Government shutdown stalling airlines’ new offerings

Southwest Airline. Photo: Wikimedia Commons/Devan Mayer

Jan. 15 (UPI) — A shortage of federal transportation inspectors during the government shutdown is stalling work for some airlines.

Southwest Airlines can’t sell tickets for summer flights to Hawaii. Delta Air Lines has grounded its new Airbus A220 aircraft.

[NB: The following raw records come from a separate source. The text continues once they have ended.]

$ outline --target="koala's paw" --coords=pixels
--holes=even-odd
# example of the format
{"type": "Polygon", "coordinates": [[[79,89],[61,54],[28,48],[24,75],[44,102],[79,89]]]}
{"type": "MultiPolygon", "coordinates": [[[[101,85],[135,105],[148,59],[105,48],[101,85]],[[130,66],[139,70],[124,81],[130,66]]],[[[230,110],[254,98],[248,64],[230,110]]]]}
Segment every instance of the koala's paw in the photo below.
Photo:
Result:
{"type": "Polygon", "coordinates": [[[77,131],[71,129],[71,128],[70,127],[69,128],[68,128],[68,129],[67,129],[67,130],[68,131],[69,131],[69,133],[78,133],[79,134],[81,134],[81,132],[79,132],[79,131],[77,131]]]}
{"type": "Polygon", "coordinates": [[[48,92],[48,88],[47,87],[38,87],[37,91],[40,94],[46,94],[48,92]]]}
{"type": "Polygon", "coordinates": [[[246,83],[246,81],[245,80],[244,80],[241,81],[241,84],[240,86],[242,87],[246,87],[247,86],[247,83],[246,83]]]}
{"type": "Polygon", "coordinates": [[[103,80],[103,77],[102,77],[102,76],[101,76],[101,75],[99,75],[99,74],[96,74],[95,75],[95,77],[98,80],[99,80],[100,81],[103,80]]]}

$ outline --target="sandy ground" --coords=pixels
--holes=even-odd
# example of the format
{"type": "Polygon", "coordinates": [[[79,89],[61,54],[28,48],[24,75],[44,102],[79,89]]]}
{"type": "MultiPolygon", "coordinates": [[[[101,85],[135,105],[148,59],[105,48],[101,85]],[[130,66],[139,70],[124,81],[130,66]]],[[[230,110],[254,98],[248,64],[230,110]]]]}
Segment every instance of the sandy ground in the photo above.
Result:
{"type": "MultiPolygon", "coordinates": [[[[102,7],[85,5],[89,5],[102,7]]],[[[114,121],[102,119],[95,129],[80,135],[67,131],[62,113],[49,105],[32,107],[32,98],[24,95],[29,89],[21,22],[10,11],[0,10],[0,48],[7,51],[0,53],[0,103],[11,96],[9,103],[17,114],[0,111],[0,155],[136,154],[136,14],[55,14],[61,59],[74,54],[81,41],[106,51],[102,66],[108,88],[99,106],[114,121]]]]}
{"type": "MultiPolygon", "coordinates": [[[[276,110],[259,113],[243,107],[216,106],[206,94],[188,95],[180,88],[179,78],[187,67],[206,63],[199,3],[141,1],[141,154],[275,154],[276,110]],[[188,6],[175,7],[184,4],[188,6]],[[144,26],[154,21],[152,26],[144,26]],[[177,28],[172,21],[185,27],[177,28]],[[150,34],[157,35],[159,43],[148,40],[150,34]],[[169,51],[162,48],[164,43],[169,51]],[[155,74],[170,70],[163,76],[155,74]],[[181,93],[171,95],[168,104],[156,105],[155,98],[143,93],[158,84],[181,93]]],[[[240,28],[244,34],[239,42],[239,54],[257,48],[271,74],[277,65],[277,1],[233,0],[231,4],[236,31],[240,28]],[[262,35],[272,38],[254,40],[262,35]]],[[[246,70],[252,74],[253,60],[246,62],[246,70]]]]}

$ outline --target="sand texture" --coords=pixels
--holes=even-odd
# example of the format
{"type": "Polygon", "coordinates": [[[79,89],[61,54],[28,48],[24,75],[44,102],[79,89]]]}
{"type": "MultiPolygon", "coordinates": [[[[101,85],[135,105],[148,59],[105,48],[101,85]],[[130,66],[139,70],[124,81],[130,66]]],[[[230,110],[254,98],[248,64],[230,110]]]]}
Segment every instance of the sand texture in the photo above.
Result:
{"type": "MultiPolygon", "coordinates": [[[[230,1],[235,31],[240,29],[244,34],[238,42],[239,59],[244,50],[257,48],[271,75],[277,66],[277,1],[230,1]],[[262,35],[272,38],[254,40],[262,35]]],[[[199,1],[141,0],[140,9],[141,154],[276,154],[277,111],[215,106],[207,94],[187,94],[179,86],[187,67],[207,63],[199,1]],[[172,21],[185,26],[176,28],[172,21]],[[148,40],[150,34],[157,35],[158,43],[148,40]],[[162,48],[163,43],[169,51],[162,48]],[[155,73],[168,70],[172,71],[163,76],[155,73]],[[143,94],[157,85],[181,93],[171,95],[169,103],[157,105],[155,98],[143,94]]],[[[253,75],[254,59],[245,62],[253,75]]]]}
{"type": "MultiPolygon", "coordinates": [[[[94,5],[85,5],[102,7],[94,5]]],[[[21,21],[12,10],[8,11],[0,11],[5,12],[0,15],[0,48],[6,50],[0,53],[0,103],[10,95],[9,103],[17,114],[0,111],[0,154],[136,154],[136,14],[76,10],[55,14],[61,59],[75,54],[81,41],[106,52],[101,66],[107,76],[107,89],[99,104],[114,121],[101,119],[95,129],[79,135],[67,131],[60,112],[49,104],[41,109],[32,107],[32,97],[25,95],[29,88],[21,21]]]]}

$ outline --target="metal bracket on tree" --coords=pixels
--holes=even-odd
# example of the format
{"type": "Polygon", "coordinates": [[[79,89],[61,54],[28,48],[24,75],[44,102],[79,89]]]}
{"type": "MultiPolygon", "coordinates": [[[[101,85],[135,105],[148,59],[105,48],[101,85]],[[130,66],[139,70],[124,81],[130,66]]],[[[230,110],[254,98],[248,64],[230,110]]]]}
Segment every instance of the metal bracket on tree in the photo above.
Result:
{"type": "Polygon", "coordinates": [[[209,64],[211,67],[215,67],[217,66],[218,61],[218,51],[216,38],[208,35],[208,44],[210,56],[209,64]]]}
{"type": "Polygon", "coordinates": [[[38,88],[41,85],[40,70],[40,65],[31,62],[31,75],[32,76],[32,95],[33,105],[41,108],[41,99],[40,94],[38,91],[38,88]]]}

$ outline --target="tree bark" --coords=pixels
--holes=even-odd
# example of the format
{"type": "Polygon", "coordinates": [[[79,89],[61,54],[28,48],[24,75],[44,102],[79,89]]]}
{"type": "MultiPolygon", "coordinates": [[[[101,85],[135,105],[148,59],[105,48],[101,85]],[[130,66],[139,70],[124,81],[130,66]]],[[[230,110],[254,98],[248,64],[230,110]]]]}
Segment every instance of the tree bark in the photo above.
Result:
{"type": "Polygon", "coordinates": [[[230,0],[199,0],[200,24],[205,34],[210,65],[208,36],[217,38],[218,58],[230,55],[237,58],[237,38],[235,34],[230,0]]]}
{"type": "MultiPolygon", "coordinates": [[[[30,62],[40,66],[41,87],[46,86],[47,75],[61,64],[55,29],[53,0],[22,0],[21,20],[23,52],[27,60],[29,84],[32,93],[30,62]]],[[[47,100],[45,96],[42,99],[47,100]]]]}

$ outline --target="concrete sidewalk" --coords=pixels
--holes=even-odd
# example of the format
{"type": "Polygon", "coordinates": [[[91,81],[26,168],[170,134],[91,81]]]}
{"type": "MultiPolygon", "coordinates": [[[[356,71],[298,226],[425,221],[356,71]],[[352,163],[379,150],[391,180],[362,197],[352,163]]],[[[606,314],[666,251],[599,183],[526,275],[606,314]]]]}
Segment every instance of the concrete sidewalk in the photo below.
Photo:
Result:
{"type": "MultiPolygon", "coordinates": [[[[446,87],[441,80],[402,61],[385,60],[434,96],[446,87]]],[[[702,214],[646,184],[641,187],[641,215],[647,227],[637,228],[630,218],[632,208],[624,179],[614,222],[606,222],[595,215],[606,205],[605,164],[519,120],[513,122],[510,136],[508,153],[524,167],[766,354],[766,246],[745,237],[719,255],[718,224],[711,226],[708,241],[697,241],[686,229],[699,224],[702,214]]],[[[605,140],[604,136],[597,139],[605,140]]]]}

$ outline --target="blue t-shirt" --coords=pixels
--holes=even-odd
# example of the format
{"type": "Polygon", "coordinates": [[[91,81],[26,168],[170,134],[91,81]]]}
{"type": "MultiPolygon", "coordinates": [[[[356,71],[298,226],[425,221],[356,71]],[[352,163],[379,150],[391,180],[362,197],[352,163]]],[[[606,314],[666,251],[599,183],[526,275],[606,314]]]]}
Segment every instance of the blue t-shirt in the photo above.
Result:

And the launch of commercial air service at Paine Field airport near Seattle may be delayed as federal workers needed to inspect and sign off on the plans are furloughed or short-staffed.

The shutdown is in its 25th day.

Southwest waits for clearance

In May, Southwest announced it would begin selling tickets to four destinations in Hawaii by the end of 2018. The routes would fly from four California cities — Sacramento, Oakland, San Jose and San Diego.

For Southwest, it would represent the longest flight the airline has ever done over water, so it required new Extended-range Twin-engine Operational Performance Standards certification. That means in case of engine failure, the aircraft could fly on just one engine to the nearest airport for an emergency landing. Because the Hawaii flights are mostly over the Pacific Ocean, the nearest airport in that scenario would be more than an hour away.

Southwest, consequently, is in a holding pattern until it gets federal ETOPS certification.

“We are monitoring the government shutdown while we continue the internal work required to attain our goal of receiving ETOPS authorization,” a Southwest spokesman told UPI. “We still have additional steps to complete in the FAA’s ETOPS application process before we can receive authorization and announce any timeline for service to Hawaii.”

Once certified, Southwest will serve four airports in Hawaii — Daniel K. Inouye International Airport in Honolulu, Kahului Airport on Maui, Lihue Airport on Kauai and Ellison Onizuka Kona International Airport at Keahole.

Southwest Chief Revenue Officer Andy Watterson told Beat of Hawaii the airline would rather risk revenue loss by not selling the tickets than announce the flights before it knows it can actually fly them.

Southwest won’t base planes in Hawaii but will eventually offer service from island to island. The airline could also fly a route from Hawaii to Los Angeles and other California destinations in the future, Watterson said.

Stuck on the tarmac

Delta said it plans to fly its new Airbus A220 airliners by the end of January, but it still needs certification.

“Delta continues to monitor the situation and will work with the FAA to ensure that the A220 is fully certified when it enters our fleet,” Delta spokesman Morgan Durrant told UPI. “No customer disruption or impact to schedules are expected.”

The Airbus C-series is meant to be a smaller commercial aircraft with a long range, which would open smaller U.S. markets for longer routes.

Tuesday, Delta became the first U.S. carrier to document the impact of the shutdown. CEO Ed Bastion told CNBC it’s costing the airline $25 million a month, as fewer government employees and contractors travel the country.

Many Transportation Security Administration screeners are also calling in sick. That means longer lines at major airports, including Delta’s hub at Atlanta’s Hartsfield-Jackson International Airport.

“We’re providing a lot of people into the queues, helping take any of the non-security TSA functions off of the TSA’s hands to the extent that we can,” Bastion said. “I think it’s hopefully going to be relatively smooth sailing for our customers.”

Shutdown could delay airport opening

Alaska Airlines was scheduled to start new commercial service out of Paine Field in Everett, Wash., next month, but the facility needs additional environmental clearance before that can happen.

The airport has a two-gate terminal and plans to serve 24 flights per day.

Federal Aviation Administration spokesman Gregory Martin said the shutdown could delay the start of commercial service on the field’s runways, 25 miles northeast of Seattle.

“Beyond that, I cannot speculate [about] its potential release as the shutdown continues,” Martin said.

The environmental approval is a formality, industry experts have said, but required nonetheless. Alaska Airlines has started selling tickets for the flights beginning Feb. 11 — as long as the government gets back on track.

“However, if the shutdown lasts much longer, there may be an impact,” a spokesman told the Daily Herald.

United Airlines is aiming to start service at Paine Field on March 31.

The government shutdown started Dec. 22 and is the longest in U.S. history. President Donald Trump and Congress are at an impasse over funding for a wall along the border with Mexico.